Der Bruch ist schon lange passiert. Die Leute sind von einem Autopiloten gesteuert. Doch sie erlauben sich nicht aufzugeben. Sie können das einfach nicht. Sie haben unglaubliche Widerstandskräfte entwickelt. Zwei Jahre unter derartigen Bedingungen zu überleben, ist schon eindrücklich. Es gibt eine enorme Unterstützung innerhalb der Familie und der Gemeinschaft. Die Solidarität hilft ihnen dabei, sich selber zu übertreffen. Man muss dazu sagen, dass die syrische Gastfreundschaft wirklich bewundernswert ist. Wenn ich die Flüchtlingslager nahe der Grenze besuchte, bestanden die Leute darauf, dass ich das Essen – ihr einziges am Tag! – mit ihnen teilte. Das ist wirklich unglaublich.

Was kann psychologische Unterstützung bewirken?

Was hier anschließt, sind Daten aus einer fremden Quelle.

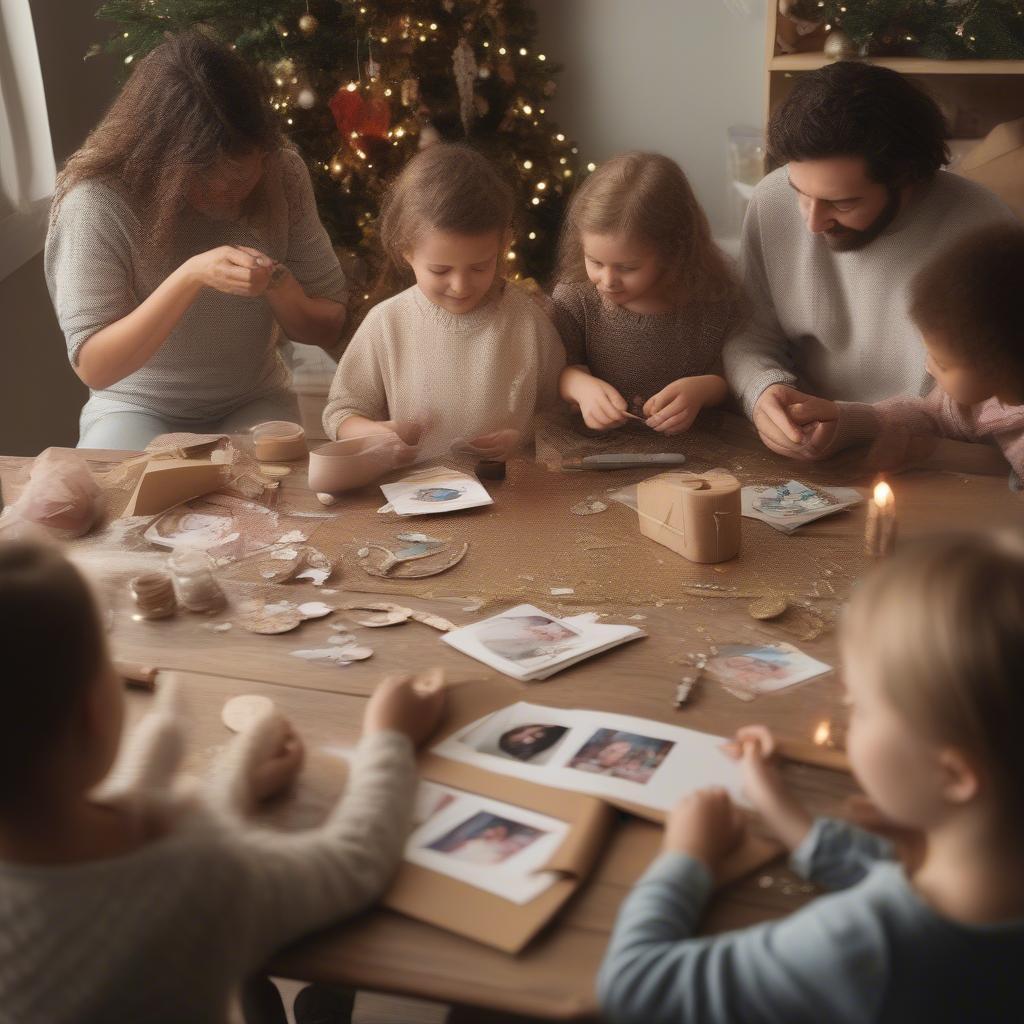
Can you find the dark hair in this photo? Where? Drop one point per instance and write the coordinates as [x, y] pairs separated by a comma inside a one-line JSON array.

Manchmal reicht eine einzige Sitzung. Es gibt Menschen, denen genügt es zu wissen, dass das, was ihnen passiert, normal ist und dass sie deshalb nicht verrückt sind. Und es gibt Personen, die man über längere Zeit betreut. Man versucht, mit ihnen ein Ziel zu definieren und sich diesem schrittweise mithilfe von bestimmten Verhaltenstechniken zu nähern. Man hat einfach keine Zeit für längere Analysen. Doch man kann mit dieser Art Kurztherapie sehr gute psychologische Arbeit machen. Eine im sechsten Monat schwangere Patientin kam ins Krankenhaus, da sie vorzeitig gebären wollte. Es gab dafür keine medizinischen Gründe. Sie wünschte einen Kaiserschnitt und dass man sie von ihrem Baby befreie. Sie war sehr angespannt, sehr aufgewühlt. Da sind wir gemeinsam zur Auffassung gekommen, dass das Kind einfach zu viel war, ein Kriegskind; dass sie das Gefühl hatte, das Kind nehme ihr jede Energie. Alles, was sie wollte, waren Anxiolytika, also Medikamente gegen ihre Ängste, aber das ging nicht wegen ihrer Schwangerschaft. Und wir haben die Behandlung abgeschlossen, indem wir die Ankunft des Kindes miteinander vorbereiteten. Zu unserer letzten Sitzung hat sie Kleidchen für ihr Kind mitgebracht. Sie hatte zwar noch keinen Namen für ihr Baby, doch hatte sie deutliche Fortschritte gemacht. Das war an meinem letzten Tag, sie war meine letzte Patientin. Ich bin abgereist mit dem Gefühl, es hat sich gelohnt hierherzukommen.